Someday, when I'm old and senile, I may start to think of it as "Six Flags New England". But I'm not old and senile yet. This was my first time to an amusement park in quite a while; I think it's the first time even that I've got since Superman: Ride of Death opened. I certainly know that I've never been on it before. tpau insisted we get front row seats, and considering that it was only 10:15, the wait for front row was nice and entertaining. So, we went on the world's #1 roller coaster. *Twice*. With the whooshing and the twisting and the rising and the falling and the Oh My God, we're totally falling upside down feeling.

Next, we went on the Mind Eraser, which has always been one of my favourites. The line was short enough that we could have just walked across the landing and gotten back on the end of the line, but the line attendant wouldn't let us.

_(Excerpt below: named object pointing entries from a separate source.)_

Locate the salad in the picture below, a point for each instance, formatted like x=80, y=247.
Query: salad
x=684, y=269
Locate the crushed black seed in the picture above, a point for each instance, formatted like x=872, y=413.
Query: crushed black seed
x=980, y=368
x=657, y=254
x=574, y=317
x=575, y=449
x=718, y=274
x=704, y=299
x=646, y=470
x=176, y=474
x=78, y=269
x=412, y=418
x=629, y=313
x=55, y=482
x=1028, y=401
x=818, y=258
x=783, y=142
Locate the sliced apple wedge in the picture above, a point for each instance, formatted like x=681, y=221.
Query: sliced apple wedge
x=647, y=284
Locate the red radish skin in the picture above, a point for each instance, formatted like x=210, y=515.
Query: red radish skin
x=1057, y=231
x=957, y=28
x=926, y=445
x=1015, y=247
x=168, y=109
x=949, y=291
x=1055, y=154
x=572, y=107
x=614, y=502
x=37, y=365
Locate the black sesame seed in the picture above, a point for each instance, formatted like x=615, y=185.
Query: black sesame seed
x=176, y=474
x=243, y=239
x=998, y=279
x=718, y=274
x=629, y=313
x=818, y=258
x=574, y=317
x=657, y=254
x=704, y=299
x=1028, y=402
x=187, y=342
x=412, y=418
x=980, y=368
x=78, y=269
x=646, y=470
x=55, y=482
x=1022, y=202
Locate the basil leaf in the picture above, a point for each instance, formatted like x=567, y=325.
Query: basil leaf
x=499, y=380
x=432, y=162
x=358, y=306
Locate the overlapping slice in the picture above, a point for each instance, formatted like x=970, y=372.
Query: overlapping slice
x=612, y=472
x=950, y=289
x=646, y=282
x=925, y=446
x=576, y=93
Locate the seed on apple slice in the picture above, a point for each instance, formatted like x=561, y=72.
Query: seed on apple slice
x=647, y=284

Sadness.

We also went on Batman: The Dark Knight in White Satin, which would totally have been the best roller coaster *evar*, but it's too short. It's got some lovely sweeping barrel rolls and corkscrews and twists and turns, but it reminded me of the thing I hate about modern roller coasters - the way the come to a crashing halt at the end. I wish they had the space to allow the coaster to spend all of its energy on the rolling so that it could coast to a stop.

The rest of the day was filled with lots of other rides, roller coasters mostly, a few water rides, and we took a gander at both of the new rides. Catapult is nothing but a fancy version of the Pirate Ship that has 360 degrees of swing, but, from where we sat, its movement looked too controlled. The silly thing is that there is a similar ride, the Time Warp, that is *rhgt next to it* and Time Warp is obviously a better ride. Let's do the Time Warp again.

The new ride we actually tried was Splashwater Falls. It was a mildly entertaining family tube coaster, but no one actually got splashed at any point (I suppose some would call this a feature). The tube had some nice corkscrew turns and whatnot, and large patches of rough in the half-pipe which made the tube twist and turn all the way down. It was fun, but totally not worth much of a wait.

And in the middle of it all was the Sky Coaster. Last time I was here, the Sky Coaster had closed early. Previously to that, we had never gotten a good look at it, so all we knew was that it costs extra. But once seeing what it was, I knew I had to ride it. In essence, the Sky Coaster is a ginormous swingset. You get loaded up into a kevlar apron - note to those female types, naughtly pillows do not make this ride more comfortable - and hoisted 115 feet in the air. 115 feet is not the height of the top of the swingset, it is the height of you at the apex of your swing.

So, you're dangling 115 feet in the air, supported by nothing but a single cable and a kevlar apron, and then they tell you to pull the rip cord. That's the scary part. And, like a little kid who swung just a leetle too high, the ground comes rushing up to meet you, thinks better of it, and runs away. Well worth the extra money. Well worth the wait. Well worth the dorktastic aprons. Well worth the safety instructions in broken English.

We upgraded (with no middleman fee) our reg'lar tickets to Season Tickets, because we totally need to go again. It'll be 12 hours of Roller Coasters, Dippin' Dots, french fries, and soda pop. I can't wait.